Nonblocking load/store unit.

dual 64-bit int ALU

FPU

pipelined adder with 2 cycle latency

multi with 2 cycle latency

hierarchical, nonblocking mem subsystem

on chip 2 way associative primary caches

external 2 way assos sec cache

64 bit multiproc sysif with split transaction protocol

Pipeline

Stage 1 : Fetches and Aligns (4 instr)

Stage 2 : Decode and rename (target address for branch and jump)

Stage 3 : Move to Queue and check if all operands ready (Wait here till ready)

Stage 4-7 : Exec

Int and FP have independent register files.

Instruction Fetch

fetch and decode at higher bandwidth than exec

keep the queues full.

and many instrs are discarded as mispredictions happen.

16 word cache line => fetch 16 instrc, aligner picks 4. in 0,1,2,3 order with a rotate (dependency logic minimization)

Branch Unit

addr[11:3] > 512 entry branch history table, 2-bit algo.

87% on spec 92.

delay slot instr executed. no advantage in ooo, but backward compatibility.

Branch Stack

> Saves state in a 4-entry branch stack.

(i) Alternate branch address

(ii) complete! copies of integer and fp map tables.

(iii) misc control bits

Branch Verif

Fetching along mispredicted paths > unneeded Cache refills! Its kind of okay because eventually this might be used.

4-bit branch mask accompanies each instr (on the queue and exec pipe). pending verification. if mispredicted, abort

Decoding Logic

Stops when queue/active list is full.

Hi and Lo for multiply and divide => 2 register writes => exception handling is difficult.

control register modify execute serially. (mostly in OS kernel).

dependencies : register operands, memory address, condition bits.

logical register numebrs into physcial-register numbers.

instruction order is taken care of.

Each physical register is written exactly once after assignment from the free list.

Until its written its busy.

When new mapping is written => old mapping is free.

33 logical and 64 physical.

Read the mapping for 3 operands

Writes the current operand mappins and new destination mapping into instr queues.

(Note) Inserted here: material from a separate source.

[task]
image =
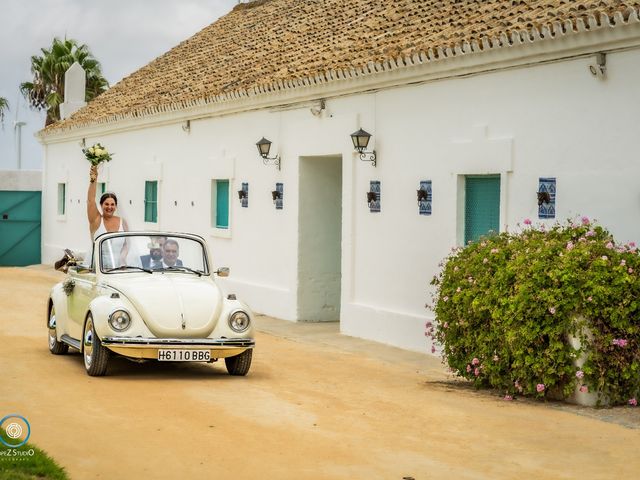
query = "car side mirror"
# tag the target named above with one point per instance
(223, 272)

Active list saved previous destination mapping.

Free List

Unassigned physical registers.

4 parallel (graduates 4 at a time). 8 deep circular FIFO.

Active list

All instr currently active.

Upto 32 instr can be active > 4 parallel, 8 deep circular FIFO.

5-bit tag that equals and address in teh active list.

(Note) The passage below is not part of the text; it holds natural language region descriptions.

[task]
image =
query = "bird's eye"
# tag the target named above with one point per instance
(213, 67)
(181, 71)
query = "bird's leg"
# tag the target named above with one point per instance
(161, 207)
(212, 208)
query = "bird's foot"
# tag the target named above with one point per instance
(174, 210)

exec complete => tags sent here and marked complete.

Also has : logical-destination register number and old physical register number.

An instruction's graduation commits its new mapping. > Old physical register goes to free list.

Branch rollback > from Branch Stack (you know it might mispredict early)

Exception rollback > undo mapping from the active list (because you cant checkpoint at every instr)

Busy-bit tables

when register exits the free list, set bit.

used for dependency between integer and floating point pipes.

Instruction Queues

Integer Queue

16 entries, no specific order

Address Queue

Preserves program order (others need not)

Basically Load/Store q.

Two Matries (16 bit by 16 bit) track dependencies between memory accesses.

1: stop unnecessary Cache trashing (older instr obviously gets prefrence)

2: Load bypass : if pending store has the value.

Sequential memory consistency. (this is inorder) but : external access to memory ? if a jackass from outside writes into the memory after its read from the cache but register is not updated, soft exception and restart from load instr.

Store instr : precisely write into cache and active list is cleared.

Atomic instr : Load-Link, Store-Conditional pair.

Floating Point Queue

Memory Hier

The usuals. Non blocking 2 level set associative cache.

44-bit virtual address > 40 bit physcial address.

iCache has predecoded instructions (makes decoding easy later on). which functional unit executes in 4 extra bits, modifies opcodes slightly.

9 bit ECC and 1 bit parity.